1. a three-dimensional masking film program read-only memory (3D-MPROM with reserved accumulation layer_RL) family, it is characterised in that contain:

The one 3D-MPROM chip containing a 3D-MPROM array, a 3D-MPROM array contains multiple accumulation layer being stacked with；

One the 2nd 3D-MPROM chip containing the 2nd 3D-MPROM array, the 2nd 3D-MPROM array contains multiple accumulation layer being stacked with；

In addition at least one reserves accumulation layer, the first and second 3D-MPROM chips are identical；Oneth 3D-MPROM chip does not contains this reserved accumulation layer, and the 2nd 3D-MPROM chip contains this reserved accumulation layer.

3D-MPROM the most according to claim 1_RLFamily, is further characterized in that: the function of a 3D-MPROM chip is normal.

3D-MPROM the most according to claim 1_RLFamily, is further characterized in that: this first and second 3D-MPROM chip has identical substrate circuitry.

3D-MPROM the most according to claim 3_RLFamily, is further characterized in that: the substrate of a 3D-MPROM chip contains the peripheral circuit of this reserved accumulation layer.

3D-MPROM the most according to claim 3_RLFamily, is further characterized in that: the substrate of a 3D-MPROM chip contains at least part of inter-layer passages hole of this reserved accumulation layer.

3D-MPROM the most according to claim 3_RLFamily, is further characterized in that: the substrate of the 2nd 3D-MPROM chip contains the peripheral circuit of this reserved accumulation layer.
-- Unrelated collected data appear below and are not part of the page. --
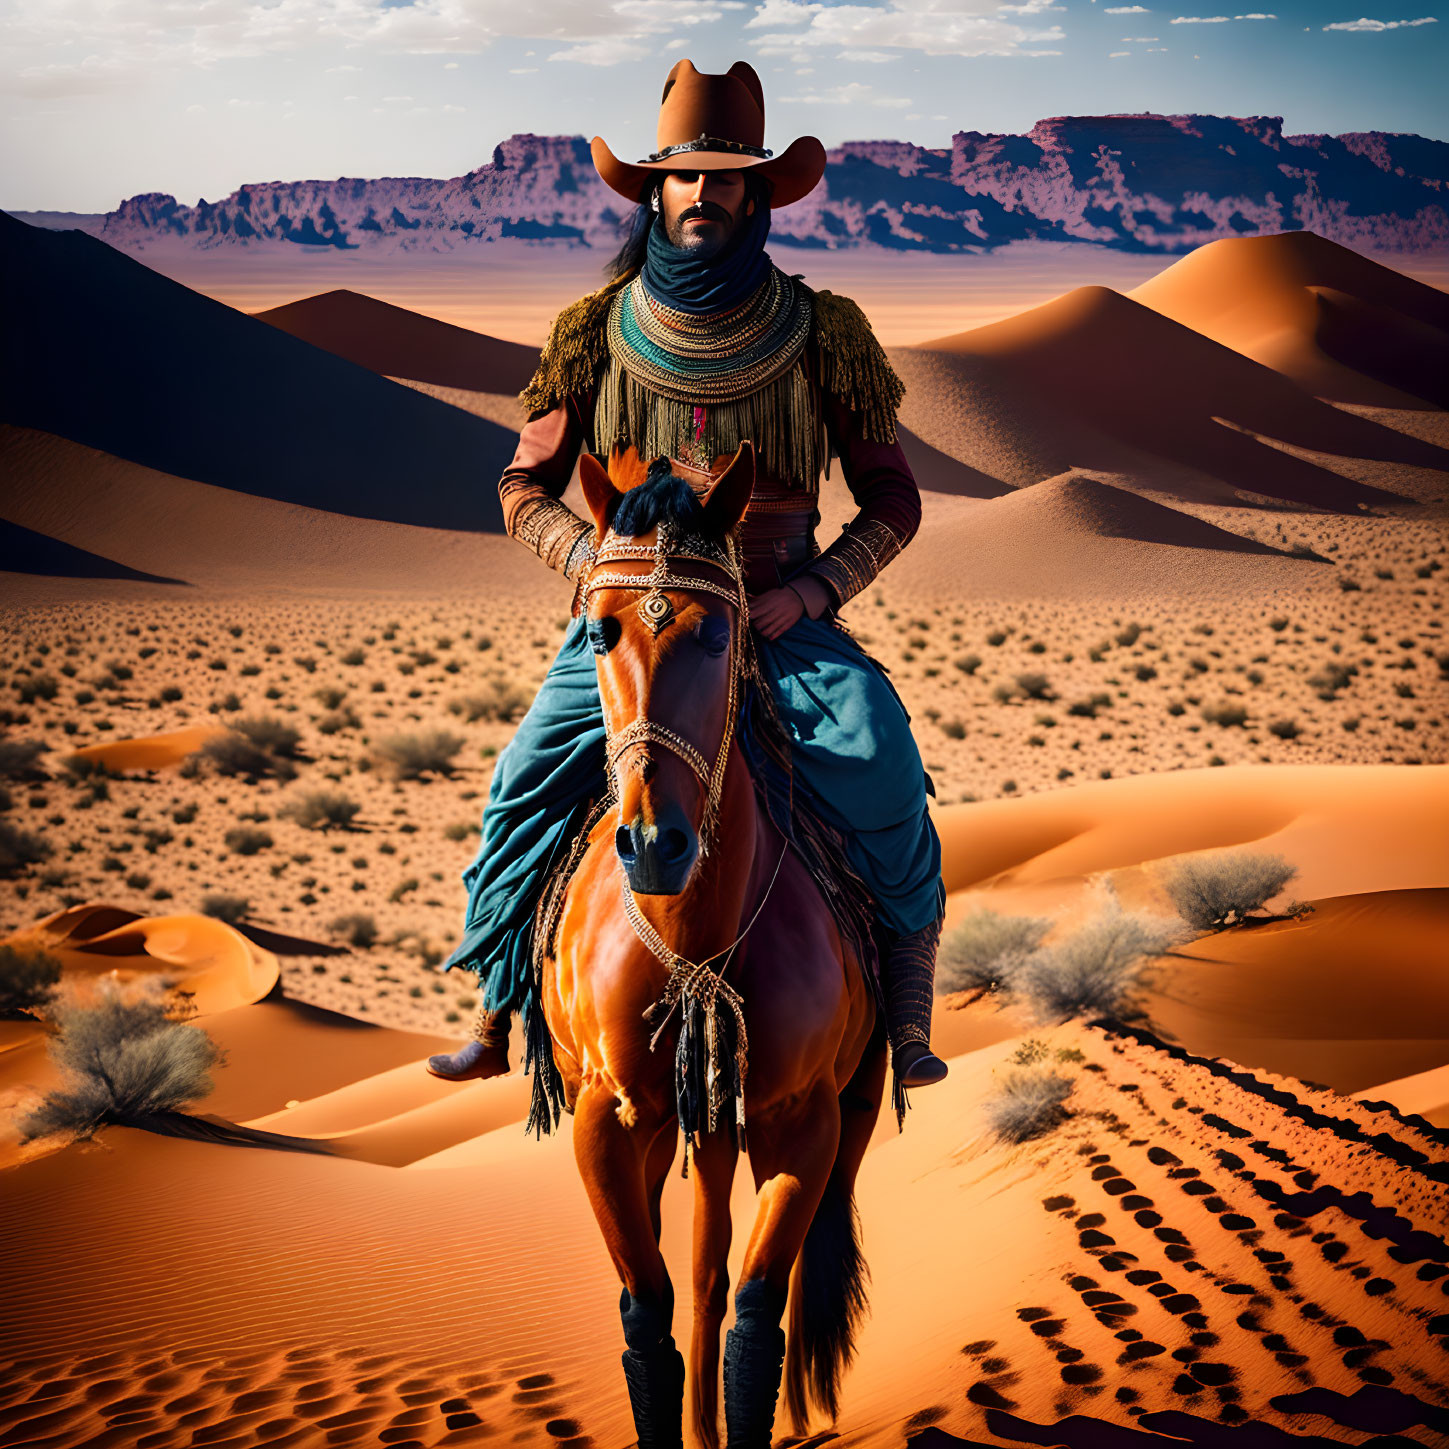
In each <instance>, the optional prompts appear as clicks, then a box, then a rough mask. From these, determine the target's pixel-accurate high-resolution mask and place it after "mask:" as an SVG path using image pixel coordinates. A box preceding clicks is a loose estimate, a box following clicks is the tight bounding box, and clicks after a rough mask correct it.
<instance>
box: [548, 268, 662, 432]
mask: <svg viewBox="0 0 1449 1449" xmlns="http://www.w3.org/2000/svg"><path fill="white" fill-rule="evenodd" d="M633 278H635V274H633V272H630V274H629V275H627V277H620V278H617V281H611V283H606V284H604V285H603V287H600V288H598V291H591V293H590V294H588V296H587V297H580V298H578V301H572V303H569V304H568V306H567V307H565V309H564V310H562V312H561V313H559V314H558V316H556V317H555V319H554V325H552V326H551V327H549V333H548V342H545V343H543V354H542V355H540V356H539V365H538V371H536V372H535V374H533V377H532V378H529V383H527V385H526V387H525V388H523V391H522V393H519V401H520V403H522V404H523V409H525V412H526V413H527V416H529V417H533V416H536V414H538V413H546V412H549V410H551V409H554V407H558V404H559V403H561V401H564V398H565V397H568V396H569V394H572V393H587V391H588V388H591V387H593V385H594V378H596V377H597V375H598V368H600V365H601V364H603V361H604V358H607V356H609V307H610V306H611V303H613V300H614V293H617V291H622V290H623V288H625V287H627V285H629V283H632V281H633Z"/></svg>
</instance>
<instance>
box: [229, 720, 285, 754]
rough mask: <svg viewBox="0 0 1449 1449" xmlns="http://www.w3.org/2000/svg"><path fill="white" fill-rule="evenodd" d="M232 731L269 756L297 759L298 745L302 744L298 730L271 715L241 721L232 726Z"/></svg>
mask: <svg viewBox="0 0 1449 1449" xmlns="http://www.w3.org/2000/svg"><path fill="white" fill-rule="evenodd" d="M232 729H235V730H236V732H238V733H241V735H245V736H246V738H248V739H249V740H251V742H252V743H254V745H255V746H256V748H258V749H265V751H267V753H268V755H280V756H285V758H296V755H297V745H298V743H301V733H300V732H298V730H296V729H293V727H291V726H290V725H287V723H285V722H284V720H280V719H274V717H272V716H270V714H252V716H248V717H246V719H239V720H236V723H235V725H232Z"/></svg>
3D-MPROM the most according to claim 1_RLFamily, is further characterized in that: in the 2nd 3D-MPROM chip, the top of all accumulation layers of 3D-MPROM chip that this reserved accumulation layer is positioned at.

3D-MPROM the most according to claim 1_RLFamily, is further characterized in that: the 2nd 3D-MPROM chip contains first reserves accumulation layer.

3D-MPROM the most according to claim 8_RLFamily, is further characterized in that: containing one the 3rd 3D-MPROM chip, and the 3rd 3D-MPROM chip contains second reserves accumulation layer.

3D-MPROM the most according to claim 9_RLFamily, is further characterized in that: this second is reserved accumulation layer and be positioned at this and first reserve above accumulation layer.